The soulful music of singer/songwriter Gilday will be balanced by the smooth original grooves of her long-time friend, hip hop artist Starr.
Gilday, a Yellowknife native, studied opera at the University of Alberta and taught herself how to play the guitar after moving to Toronto.
Although her first love was classical music, she gave it up and started writing her own songs.
“In classical music, most of the music that you’ll sing, especially as a student, is written by European white men, long dead. So I wasn’t really hearing my own creative voice echoed in the music that I was performing,” explained Gilday.
Becoming a song writer fulfilled her desire to tell her stories.
“Stories of the north, stories of the Dene, stories of being a Dene woman in the south. All of those things, aspects of who I am,” Gilday added.
Given her native heritage, she has written several songs about murdered and missing indigenous women, racial discrimination, the history of residential schools and other serious topics.
She also loves life and loves to laugh.
She writes about the beauty of the north, as well.
“It’s stunning and the land is quite powerful. You really get a sense of your place on this earth if you are out in the middle of the bush or out on the lake and there is not a human in sight for hours and hours surrounding you.”
Gilday released her first album in 2001 and is now working on her fifth, which she hopes to start recording by the end of the year.
Gilday has been nominated three times for a Juno award and in 2007 won Aboriginal Recording of the Year for her second album, Sedzé.
She will be performing at the ACT with her full band.
Calgary native Starr is a self-taught rapper who learned her craft while working on graffiti art, stencil and collage work, street art and screening shirts for punk bands.
“I was just entertaining myself. I was just constantly rapping,” said Starr, who was quickly ushered into the music world in 1996.
Starr will be performing a combination of electronic dance music style beats with poetry and rap.
Starr is an intuitive player and thinks the best descriptions of her music are the way other people describe it.
“I’ve been rapping my entire career and it’s so rare that people will recognize, even other rappers, will recognize me as a rapper,” said Starr, who believes she is labelled differently because she is a woman whose rapping style is not as hard as her peers.

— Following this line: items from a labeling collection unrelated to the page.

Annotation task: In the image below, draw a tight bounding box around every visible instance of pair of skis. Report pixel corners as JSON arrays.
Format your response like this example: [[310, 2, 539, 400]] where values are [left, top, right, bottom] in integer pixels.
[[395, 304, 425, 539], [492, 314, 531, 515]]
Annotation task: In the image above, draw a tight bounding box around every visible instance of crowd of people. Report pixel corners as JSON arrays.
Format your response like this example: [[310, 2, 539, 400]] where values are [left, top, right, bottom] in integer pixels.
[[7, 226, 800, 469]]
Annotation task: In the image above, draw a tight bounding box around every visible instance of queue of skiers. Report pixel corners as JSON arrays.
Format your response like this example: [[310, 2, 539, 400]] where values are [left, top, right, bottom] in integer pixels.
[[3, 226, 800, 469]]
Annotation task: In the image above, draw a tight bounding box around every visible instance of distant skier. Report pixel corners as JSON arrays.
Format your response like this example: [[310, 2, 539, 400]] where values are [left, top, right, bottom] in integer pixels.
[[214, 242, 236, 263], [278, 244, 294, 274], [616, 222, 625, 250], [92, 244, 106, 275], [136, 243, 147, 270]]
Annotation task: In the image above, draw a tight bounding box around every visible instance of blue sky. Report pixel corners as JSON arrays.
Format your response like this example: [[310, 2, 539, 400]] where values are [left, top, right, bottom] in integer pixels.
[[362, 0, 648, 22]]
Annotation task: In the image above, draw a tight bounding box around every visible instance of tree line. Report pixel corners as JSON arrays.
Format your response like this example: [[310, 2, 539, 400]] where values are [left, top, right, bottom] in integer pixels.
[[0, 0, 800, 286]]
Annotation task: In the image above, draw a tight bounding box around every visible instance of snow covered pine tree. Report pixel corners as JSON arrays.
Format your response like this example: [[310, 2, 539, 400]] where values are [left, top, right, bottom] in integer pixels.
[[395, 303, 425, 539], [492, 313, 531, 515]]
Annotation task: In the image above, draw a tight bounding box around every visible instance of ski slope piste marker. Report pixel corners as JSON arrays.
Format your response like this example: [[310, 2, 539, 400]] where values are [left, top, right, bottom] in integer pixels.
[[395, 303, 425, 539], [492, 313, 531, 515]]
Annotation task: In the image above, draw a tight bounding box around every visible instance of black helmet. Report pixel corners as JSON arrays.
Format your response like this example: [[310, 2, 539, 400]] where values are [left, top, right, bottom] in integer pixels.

“A man who would be rapping with the same content and the same amount of love towards justice and big ethical concepts would be called a concept rapper and I would be called spoken word,” she continued.
But with seven albums under her belt, a Juno for Aboriginal Album of the Year in 2010 for Digging Roots and a nomination in 2004 for New Artist of the Year, Starr’s talent has allowed her to travel the world.
Starr talks about family, race, love and identity with her music.
“I don’t just touch on [those topics], I turn them over like rocks in a garden. I push them away, I pull them back in. That’s what I write about. I’ve been writing about it for 20 years,” said the musician who is proud of her Mohawk heritage.
“I’m Mohawk on my mom’s mom side and on my dad’s dad side,” explained Starr, saying that the Mohawks blended the most with new cultures.
One of her life’s works to understand what it means to be Canadian.
• Kinnie Starr and Leela Gilday will be performing at 7:30 p.m. on April 24 at the ACT, 11944 Haney Place, downtown Maple Ridge. Tickets are $32 for adults, $28 for seniors and $15 for youth.